Estimez-vous que l'héroïne du film est folle ?

Non, c'est une fille qui a une vie toute simple, une esthéticienne, mère de deux enfants qui vit avec ce chanteur dans la tête et se nourrit de ses chansons. Elle l'aime tellement qu'elle lui a destiné une pièce de son appartement! Cela ne fait pas d'elle quelqu'un de flippant, ni de menaçant, ni d'intrusif. Elle aime rajouter de la fantaisie dans son existence ce qui la rend parfois agaçante pour son entourage. Elle souhaite sans doute être moins banale que ce qu'elle imagine.

Considérez-vous Elle l'adore comme une comédie?

Il y a des éléments comiques dans l'histoire et dans les dialogues, mais il s'agit aussi d'un thriller dans lequel le suspense occupe une place de choix. C'est ce mélange de genres qui m'a emballée dans le scénario. J'ai aimé le travail de Jeanne Herry sur les personnages, le fait qu'ils soient plus complexes que ce que l'on pourrait supposer. Ce premier film est surprenant par son intelligence et la maturité avec lequel aborde des sujets originaux.

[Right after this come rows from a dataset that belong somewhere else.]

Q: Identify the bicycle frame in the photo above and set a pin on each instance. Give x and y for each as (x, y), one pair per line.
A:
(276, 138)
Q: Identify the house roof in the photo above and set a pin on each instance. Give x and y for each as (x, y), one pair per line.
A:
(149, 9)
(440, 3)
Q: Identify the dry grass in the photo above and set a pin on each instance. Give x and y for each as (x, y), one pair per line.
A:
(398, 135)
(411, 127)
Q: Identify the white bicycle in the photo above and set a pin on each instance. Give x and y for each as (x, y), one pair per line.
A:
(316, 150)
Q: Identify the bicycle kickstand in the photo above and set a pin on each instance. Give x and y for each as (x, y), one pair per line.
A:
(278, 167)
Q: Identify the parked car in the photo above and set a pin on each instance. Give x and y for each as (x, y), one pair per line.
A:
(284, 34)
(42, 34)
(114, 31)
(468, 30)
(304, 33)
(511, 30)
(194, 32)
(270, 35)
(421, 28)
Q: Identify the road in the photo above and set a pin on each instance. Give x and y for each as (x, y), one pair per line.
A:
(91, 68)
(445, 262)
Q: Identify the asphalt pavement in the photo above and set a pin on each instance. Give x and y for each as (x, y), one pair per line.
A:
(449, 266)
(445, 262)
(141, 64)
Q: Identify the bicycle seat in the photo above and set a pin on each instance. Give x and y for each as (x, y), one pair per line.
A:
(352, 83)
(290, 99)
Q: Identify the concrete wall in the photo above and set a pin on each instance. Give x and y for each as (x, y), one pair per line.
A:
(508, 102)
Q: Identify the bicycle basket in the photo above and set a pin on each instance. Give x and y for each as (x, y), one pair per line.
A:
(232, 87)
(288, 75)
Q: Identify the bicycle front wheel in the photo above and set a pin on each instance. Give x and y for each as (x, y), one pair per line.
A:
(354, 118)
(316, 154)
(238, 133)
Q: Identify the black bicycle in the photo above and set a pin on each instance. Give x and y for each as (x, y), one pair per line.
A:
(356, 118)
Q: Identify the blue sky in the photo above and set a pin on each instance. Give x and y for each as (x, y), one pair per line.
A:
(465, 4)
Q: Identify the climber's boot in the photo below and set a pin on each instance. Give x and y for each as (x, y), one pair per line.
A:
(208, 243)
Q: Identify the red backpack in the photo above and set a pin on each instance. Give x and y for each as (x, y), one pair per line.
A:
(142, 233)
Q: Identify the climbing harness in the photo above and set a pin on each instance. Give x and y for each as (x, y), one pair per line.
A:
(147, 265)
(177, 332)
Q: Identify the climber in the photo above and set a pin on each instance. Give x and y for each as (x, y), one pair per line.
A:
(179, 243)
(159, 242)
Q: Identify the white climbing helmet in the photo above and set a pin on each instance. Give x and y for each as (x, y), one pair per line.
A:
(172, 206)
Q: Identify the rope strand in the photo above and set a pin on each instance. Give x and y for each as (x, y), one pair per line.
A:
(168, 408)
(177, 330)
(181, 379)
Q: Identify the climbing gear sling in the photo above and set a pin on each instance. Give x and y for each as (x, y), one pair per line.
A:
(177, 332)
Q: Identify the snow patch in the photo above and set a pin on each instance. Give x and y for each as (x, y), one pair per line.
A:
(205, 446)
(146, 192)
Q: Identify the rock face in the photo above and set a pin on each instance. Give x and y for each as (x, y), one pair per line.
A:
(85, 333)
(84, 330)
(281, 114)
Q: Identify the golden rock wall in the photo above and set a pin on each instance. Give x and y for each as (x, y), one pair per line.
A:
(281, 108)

Le film est aussi une réflexion sur la célébrité...

Il brode de façon magistrale sur deux notions qui me paraissent passionnantes: la banalité des gens connus et la médiocrité supposée de ceux qui sont des anonymes. Je suis fascinée par ceux qui idolâtrent des artistes. Je n'ai jamais été fan de qui que ce soit. J'admire le travail de certaines personnes parce que leur œuvre me parle sans pour autant ressentir le besoin d'idéaliser celui ou celle qui me les fait partager.

Votre César pour 9 mois ferme a-il changé quelque chose pour vous?

Cela m'a fait très plaisir. J'aurais été très déçue si je ne l'avais pas eu car je n'en avais pas reçu depuis dix-huit ans! En avoir (ou pas) de Lætitia Masson m'avait valu celui du meilleur espoir en 1996 et il m'a fallu attendre tout ce temps pour en transformer l'essai. Je suis ravie que ce soit aussi pour un grand succès public comme la comédie d'Albert Dupontel. Comme Elle l'adore, il s'agissait d'un film atypique.